Do you get Internesia?

In keeping up with the latest style guide additions for The Gregg Reference Manual – Goff & Howard’s main go-to for style questions – we came across a glossary of computer terms.

Among the 25 pages of terms were entries like blog (technically called Web log), multimedia, browser, and spam that most computer users are familiar with. Then there were the occasional few that enlightened us:

Dead-tree edition. The paper version of a publication available online.
Dot-bomb. A dot-com that fails to stay in business is referred to as a dot-bomb. Internet surfers who spend a lot of time in the .com domain are sometimes referred to as dot communists.
Internesia.
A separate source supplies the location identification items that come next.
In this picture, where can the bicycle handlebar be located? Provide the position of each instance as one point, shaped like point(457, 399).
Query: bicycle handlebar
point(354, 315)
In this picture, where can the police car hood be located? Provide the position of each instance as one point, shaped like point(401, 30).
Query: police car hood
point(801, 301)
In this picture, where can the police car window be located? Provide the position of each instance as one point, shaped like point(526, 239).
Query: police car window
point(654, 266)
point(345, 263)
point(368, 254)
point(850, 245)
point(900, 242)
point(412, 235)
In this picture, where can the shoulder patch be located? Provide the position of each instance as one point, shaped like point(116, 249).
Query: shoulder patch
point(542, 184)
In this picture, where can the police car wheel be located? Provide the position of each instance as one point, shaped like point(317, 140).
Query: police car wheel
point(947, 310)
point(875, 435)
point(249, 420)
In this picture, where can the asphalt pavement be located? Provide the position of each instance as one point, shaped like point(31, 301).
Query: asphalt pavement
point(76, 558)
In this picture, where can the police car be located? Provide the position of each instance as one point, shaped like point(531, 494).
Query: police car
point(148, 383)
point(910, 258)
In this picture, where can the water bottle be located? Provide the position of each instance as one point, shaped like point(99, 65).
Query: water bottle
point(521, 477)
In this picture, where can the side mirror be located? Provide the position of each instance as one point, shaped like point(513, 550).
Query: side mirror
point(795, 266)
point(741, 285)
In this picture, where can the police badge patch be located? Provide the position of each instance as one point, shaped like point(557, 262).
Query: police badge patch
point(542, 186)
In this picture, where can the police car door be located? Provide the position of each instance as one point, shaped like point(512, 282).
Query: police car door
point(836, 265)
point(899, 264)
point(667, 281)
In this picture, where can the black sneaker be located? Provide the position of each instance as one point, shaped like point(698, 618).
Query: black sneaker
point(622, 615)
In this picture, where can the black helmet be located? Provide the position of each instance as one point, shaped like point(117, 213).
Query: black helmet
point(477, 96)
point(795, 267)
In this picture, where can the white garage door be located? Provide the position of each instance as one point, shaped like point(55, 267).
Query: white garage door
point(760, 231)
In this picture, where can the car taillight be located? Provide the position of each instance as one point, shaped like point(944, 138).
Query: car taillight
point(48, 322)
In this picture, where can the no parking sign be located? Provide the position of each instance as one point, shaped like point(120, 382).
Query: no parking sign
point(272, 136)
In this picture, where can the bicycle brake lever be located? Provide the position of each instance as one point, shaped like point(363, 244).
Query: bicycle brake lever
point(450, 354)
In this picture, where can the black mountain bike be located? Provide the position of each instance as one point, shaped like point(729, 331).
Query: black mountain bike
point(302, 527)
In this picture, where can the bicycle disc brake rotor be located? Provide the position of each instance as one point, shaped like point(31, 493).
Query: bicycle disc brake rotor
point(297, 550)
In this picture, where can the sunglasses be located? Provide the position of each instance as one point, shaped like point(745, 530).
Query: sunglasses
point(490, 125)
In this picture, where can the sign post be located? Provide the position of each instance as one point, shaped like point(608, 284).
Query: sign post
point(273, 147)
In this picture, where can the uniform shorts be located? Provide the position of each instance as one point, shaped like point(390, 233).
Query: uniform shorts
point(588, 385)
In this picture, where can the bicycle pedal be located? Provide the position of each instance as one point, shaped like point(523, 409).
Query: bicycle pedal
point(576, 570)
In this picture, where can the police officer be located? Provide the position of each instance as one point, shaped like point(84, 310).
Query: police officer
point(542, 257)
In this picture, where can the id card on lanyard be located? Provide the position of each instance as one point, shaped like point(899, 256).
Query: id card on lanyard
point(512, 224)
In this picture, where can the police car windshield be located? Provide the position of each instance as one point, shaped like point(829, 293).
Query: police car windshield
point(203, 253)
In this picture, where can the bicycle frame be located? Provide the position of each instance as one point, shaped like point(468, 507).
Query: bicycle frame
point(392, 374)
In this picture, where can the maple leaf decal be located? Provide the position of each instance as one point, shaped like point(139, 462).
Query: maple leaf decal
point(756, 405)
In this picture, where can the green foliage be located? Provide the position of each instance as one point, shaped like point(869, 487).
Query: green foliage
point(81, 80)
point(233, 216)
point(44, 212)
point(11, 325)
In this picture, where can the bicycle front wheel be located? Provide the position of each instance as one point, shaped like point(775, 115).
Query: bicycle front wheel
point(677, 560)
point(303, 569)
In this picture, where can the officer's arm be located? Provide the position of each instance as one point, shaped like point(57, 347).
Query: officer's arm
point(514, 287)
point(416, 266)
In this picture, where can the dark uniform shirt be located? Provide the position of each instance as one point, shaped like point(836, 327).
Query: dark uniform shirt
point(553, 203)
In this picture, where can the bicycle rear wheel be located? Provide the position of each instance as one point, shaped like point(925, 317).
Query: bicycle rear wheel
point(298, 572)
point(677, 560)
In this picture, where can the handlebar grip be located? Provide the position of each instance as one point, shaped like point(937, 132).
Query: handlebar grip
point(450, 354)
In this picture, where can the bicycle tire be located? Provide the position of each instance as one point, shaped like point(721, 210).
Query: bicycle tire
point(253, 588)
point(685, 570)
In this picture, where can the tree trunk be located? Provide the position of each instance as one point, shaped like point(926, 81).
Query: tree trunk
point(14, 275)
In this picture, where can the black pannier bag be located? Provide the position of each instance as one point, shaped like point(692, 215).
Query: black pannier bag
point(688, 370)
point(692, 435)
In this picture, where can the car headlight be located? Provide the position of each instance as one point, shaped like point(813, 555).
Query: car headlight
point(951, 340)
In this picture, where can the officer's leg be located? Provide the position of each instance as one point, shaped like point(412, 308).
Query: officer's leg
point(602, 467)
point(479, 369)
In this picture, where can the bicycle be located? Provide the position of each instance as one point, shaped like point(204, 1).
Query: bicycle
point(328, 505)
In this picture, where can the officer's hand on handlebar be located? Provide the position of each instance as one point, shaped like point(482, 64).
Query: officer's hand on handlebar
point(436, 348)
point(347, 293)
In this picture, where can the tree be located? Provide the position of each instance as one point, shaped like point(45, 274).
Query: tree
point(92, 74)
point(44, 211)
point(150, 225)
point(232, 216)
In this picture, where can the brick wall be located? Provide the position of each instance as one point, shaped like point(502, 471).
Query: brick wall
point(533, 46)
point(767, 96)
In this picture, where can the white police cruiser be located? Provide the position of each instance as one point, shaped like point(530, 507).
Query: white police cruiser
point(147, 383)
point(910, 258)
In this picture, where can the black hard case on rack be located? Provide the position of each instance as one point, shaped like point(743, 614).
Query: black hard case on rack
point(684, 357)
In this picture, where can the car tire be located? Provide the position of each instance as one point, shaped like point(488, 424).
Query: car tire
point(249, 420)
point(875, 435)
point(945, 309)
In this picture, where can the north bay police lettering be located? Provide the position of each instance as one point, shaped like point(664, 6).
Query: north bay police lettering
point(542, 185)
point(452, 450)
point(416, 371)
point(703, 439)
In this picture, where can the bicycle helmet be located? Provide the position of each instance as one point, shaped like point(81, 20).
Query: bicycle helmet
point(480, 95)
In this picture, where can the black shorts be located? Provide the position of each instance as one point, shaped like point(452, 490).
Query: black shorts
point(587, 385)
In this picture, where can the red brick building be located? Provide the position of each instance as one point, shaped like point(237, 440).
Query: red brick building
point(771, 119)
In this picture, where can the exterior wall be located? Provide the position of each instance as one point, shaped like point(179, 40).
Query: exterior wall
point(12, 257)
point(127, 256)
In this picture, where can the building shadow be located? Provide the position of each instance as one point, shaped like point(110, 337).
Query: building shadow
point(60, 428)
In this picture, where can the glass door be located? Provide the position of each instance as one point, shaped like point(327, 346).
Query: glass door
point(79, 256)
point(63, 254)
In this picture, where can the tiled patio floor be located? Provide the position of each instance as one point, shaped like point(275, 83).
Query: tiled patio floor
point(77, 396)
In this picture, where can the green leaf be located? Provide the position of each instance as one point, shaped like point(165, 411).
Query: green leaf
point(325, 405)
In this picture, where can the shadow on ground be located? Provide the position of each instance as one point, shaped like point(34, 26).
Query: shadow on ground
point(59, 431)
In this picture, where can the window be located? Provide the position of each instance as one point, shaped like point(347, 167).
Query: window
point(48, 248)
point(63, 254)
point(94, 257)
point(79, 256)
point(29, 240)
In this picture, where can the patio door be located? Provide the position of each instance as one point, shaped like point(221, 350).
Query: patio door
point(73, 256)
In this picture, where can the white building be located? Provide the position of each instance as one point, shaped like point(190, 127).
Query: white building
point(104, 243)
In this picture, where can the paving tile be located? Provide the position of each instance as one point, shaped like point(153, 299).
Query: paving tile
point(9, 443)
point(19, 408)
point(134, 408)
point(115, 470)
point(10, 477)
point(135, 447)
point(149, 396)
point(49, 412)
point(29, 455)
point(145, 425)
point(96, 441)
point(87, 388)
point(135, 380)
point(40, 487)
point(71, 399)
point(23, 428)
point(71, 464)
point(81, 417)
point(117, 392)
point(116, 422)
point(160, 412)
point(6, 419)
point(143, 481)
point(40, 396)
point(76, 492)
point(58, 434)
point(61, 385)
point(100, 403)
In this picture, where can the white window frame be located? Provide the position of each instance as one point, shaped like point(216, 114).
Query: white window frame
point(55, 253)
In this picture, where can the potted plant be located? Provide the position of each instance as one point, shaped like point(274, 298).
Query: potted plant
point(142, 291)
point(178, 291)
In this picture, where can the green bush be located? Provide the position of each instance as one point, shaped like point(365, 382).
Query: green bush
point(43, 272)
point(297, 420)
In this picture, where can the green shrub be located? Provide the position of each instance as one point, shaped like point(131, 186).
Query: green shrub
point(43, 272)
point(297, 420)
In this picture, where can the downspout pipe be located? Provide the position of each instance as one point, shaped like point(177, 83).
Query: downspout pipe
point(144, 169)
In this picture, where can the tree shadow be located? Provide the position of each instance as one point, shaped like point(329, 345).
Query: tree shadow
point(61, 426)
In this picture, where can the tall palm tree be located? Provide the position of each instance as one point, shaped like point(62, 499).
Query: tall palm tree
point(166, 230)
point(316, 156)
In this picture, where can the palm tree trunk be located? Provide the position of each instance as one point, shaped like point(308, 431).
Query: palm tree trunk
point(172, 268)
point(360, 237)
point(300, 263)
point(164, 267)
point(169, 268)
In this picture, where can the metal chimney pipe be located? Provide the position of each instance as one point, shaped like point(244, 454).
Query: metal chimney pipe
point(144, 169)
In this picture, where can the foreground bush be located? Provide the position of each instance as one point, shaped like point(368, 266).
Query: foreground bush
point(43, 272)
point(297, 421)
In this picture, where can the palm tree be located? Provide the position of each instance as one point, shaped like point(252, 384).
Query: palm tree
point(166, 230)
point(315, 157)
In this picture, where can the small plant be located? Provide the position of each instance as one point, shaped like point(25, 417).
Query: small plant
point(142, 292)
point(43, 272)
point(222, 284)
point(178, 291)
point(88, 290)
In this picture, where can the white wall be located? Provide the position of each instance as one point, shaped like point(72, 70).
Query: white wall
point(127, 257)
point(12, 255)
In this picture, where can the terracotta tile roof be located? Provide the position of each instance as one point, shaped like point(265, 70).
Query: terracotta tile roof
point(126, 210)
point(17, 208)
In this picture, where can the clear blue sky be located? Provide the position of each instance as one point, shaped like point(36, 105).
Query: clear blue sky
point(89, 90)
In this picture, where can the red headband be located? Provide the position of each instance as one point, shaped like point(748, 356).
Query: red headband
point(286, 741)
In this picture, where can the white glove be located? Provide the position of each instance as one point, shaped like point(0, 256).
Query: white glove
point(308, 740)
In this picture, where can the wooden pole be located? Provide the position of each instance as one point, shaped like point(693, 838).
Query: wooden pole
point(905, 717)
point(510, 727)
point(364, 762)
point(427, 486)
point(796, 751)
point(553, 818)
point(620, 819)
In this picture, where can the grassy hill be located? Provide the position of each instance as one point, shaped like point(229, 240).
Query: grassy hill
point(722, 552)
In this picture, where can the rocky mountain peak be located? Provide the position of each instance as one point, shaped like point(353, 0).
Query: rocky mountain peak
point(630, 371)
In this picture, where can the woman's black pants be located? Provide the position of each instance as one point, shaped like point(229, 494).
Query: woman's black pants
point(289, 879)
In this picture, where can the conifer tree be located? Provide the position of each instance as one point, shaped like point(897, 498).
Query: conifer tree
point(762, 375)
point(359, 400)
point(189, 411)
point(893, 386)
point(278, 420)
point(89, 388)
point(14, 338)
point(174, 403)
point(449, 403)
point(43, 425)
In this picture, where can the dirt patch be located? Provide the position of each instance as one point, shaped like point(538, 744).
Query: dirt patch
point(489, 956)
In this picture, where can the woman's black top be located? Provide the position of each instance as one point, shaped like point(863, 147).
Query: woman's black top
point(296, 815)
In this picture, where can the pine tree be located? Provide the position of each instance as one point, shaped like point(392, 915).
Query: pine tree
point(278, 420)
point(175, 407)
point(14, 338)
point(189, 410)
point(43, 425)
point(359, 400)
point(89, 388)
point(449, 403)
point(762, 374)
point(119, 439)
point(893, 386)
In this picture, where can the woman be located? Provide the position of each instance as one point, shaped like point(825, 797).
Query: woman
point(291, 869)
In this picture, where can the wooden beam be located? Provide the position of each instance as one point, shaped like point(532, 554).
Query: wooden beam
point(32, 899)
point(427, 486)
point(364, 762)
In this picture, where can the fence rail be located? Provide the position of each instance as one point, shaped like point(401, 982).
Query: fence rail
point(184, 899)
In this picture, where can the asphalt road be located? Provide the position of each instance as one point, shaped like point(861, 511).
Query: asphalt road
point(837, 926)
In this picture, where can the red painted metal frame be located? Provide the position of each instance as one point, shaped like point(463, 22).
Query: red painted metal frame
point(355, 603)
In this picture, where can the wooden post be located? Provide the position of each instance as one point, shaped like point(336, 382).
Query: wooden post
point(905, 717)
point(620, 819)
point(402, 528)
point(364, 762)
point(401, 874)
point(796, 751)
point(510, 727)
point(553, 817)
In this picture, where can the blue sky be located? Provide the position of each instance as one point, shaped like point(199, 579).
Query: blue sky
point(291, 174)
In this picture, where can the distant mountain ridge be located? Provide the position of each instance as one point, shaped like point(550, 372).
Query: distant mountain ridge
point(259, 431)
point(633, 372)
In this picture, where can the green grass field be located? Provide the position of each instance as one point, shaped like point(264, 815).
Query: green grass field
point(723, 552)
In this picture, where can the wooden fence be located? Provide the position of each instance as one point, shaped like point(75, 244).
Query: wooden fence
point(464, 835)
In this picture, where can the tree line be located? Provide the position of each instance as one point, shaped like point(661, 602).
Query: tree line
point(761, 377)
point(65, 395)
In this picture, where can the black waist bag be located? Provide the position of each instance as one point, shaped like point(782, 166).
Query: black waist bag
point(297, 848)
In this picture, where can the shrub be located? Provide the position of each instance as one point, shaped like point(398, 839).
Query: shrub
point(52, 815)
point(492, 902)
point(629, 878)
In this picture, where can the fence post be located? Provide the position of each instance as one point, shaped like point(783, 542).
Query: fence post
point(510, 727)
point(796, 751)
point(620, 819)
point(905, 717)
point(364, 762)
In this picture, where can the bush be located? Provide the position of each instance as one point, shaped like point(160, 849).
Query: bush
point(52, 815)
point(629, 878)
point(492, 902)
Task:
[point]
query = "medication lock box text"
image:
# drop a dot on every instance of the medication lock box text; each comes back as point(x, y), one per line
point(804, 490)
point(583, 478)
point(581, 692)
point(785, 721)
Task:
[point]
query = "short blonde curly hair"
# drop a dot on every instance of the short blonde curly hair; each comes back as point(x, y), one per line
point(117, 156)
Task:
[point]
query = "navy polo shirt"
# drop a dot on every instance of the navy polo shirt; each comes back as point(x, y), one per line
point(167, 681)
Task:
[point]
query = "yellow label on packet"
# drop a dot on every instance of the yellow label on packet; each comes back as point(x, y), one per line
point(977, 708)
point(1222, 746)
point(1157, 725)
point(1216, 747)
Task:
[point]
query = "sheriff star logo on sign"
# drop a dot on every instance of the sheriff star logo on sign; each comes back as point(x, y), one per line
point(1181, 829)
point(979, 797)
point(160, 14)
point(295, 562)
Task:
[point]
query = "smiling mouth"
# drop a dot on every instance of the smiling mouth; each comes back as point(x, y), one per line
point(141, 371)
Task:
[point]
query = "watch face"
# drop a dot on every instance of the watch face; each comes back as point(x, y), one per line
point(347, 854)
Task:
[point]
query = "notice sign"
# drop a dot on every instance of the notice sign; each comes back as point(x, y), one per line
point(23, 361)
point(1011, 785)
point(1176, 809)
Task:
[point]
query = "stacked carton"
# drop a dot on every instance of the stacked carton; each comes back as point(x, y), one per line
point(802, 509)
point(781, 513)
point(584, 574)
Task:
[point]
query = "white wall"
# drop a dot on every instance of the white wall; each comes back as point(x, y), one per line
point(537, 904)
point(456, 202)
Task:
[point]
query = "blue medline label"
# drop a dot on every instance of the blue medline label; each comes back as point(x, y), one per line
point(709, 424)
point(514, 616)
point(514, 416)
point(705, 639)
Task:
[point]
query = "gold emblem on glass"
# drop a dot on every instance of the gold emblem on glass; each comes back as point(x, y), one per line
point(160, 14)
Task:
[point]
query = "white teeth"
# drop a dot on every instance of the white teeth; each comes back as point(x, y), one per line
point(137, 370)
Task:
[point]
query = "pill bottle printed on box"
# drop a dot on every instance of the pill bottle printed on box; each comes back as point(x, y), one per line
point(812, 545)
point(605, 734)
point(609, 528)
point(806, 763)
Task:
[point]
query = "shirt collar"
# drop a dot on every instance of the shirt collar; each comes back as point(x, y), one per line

Forgetting where one obtained a piece of information on the Internet.
Kluge (pronounced klooj). An expedient (but often inelegant) way to solve a problem when time is of the essence.
Mouse elbow. A repetitive strain injury (similar to tennis elbow) that is caused by repeatedly using a mouse.
Mouse potato. A person who sits glued to a computer screen.
Netiquette. A set of guidelines for formatting and composing e-mail messages.
Netizen. A “citizen” of the Net; an active participant in the Internet community.
Shouting. The use of all caps in e-mail. This practice is considered a violation of netiquette and is actively discouraged.
Word of mouse. Gossip spread by e-mail.